Try to identify as many elements as you can that could give us information about the set up of the behaviour.


Consequences

What happened after the behaviour?

How did my child feel? What did they do?

Did they get something they wanted after the behaviour?

Did they avoid something unwanted after the behaviour?

What was their general mood like after the event?

What was their non-verbal communication like – (facial expressions, body language, posture, gestures, eye contact, touch). For example, did they seem proud of themselves or ashamed? Did they seem pleased by the outcome or in a better mood having experienced the outcome?

What happened after the event can often give us clues as to the payoff of the behaviour if there was one.

It can give us clues as to what drove the behaviour in the first place.


Suspected Function / Source of the Behaviour

This is where we try to draw conclusions from the information you have received.

Doing one data entry may not be enough to draw conclusions just yet, but multiple entries on this form will start to highlight patterns that you may not have noticed before.

That can be instrumental in helping you formulate a target goal for you child’s behaviour and find strategies that target the real reason the behaviour exists.

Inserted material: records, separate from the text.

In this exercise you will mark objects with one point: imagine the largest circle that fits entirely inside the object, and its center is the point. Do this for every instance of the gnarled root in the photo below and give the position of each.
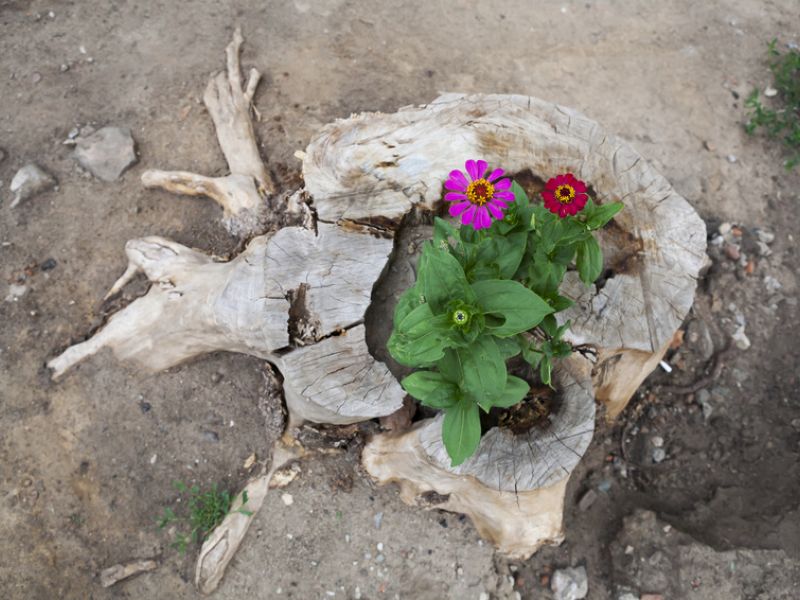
(244, 192)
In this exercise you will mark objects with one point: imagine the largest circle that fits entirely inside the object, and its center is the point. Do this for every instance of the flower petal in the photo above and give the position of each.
(496, 174)
(452, 196)
(458, 180)
(495, 210)
(498, 203)
(458, 208)
(472, 169)
(469, 215)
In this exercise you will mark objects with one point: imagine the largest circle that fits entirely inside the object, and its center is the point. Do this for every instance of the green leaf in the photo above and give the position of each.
(519, 308)
(442, 278)
(546, 370)
(602, 214)
(461, 430)
(520, 197)
(484, 370)
(420, 338)
(431, 388)
(589, 260)
(515, 391)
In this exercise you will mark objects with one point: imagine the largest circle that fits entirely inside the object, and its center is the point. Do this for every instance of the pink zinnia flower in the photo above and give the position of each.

So, in this section this is where you will document your hypothesis about the behaviour.

This is where you may also want to consider asking yourself questions like:

  • Where is my child at cognitively?
  • Where is my child at emotionally?
  • Where is my child at developmentally?
  • What are the family dynamics like and how is my child experiencing them?
  • Is there a payoff to my child's behaviour - ie it either gives them what they're wanting (gain) or helps them avoid what is unwanted (escape)?
  • Does your child even know what the alternative behaviour is?
  • Is your child’s behaviour habitual?

You want to try and make sense of the behaviour in this section of the form.

Remember, what you’re doing here, is trying to interpret your child’s ‘Tommy language’ as discussed in Day 23 – All behaviour = Communication.

Remember the analogy that if you were in a foreign country who spoke a different language and had different non-verbal communication, you would need to get to know the individuals that were part of this foreign country too because everyone has their unique style of delivering typical language and non-verbal communication too.

And if you were in a foreign country working all this out, you wouldn’t always get it right either. It would take you some time to learn the ins and outs of this culture and the person you are dealing with.

The same is going to be said for your child and autistic traits.

Your trying to work out your child’s ‘Tommy language – the culture, the language, the non-verbal communication and why the behaviour makes sense to him or her as the case may be.’

There will be similarities in how autism is present in a child, and there will be unique ways a child interprets their version of those similarities too.

And you are a detective that’s trying to piece together the evidence that makes sense of the behaviours and then works on helping the child to navigate through life peacefully and happily.

Diarising your child’s behaviour is going to be the first step toward gaining the pieces to this puzzle.


HOW TO PUT TODAY’S LESSON INTO PRACTICE?

Take another look at the blank form from the Week Four Video. Print it out and start filling it in when problematic behaviour that you’re wanting to work on, starts to arise.

If you are completely resistant to writing anything down, be sure to stay in observation mode.

Print out this lesson if you need to and highlight some of the key questions and elements you need to start becoming aware of so you can at least start to get into that detective mode as you’re going through your day.

Even by doing this, you help yourself to stay out of survival mode.

When you’re in curiosity mode, the conscious part of the brain is active so you’re not getting emotionally hijacked.

You’re looking for logic and reasoning behind your child’s behaviour and that focus is going to help you to stay out of that pit of shit and get valuable information instead that will help you to implement changes to problematic behaviour.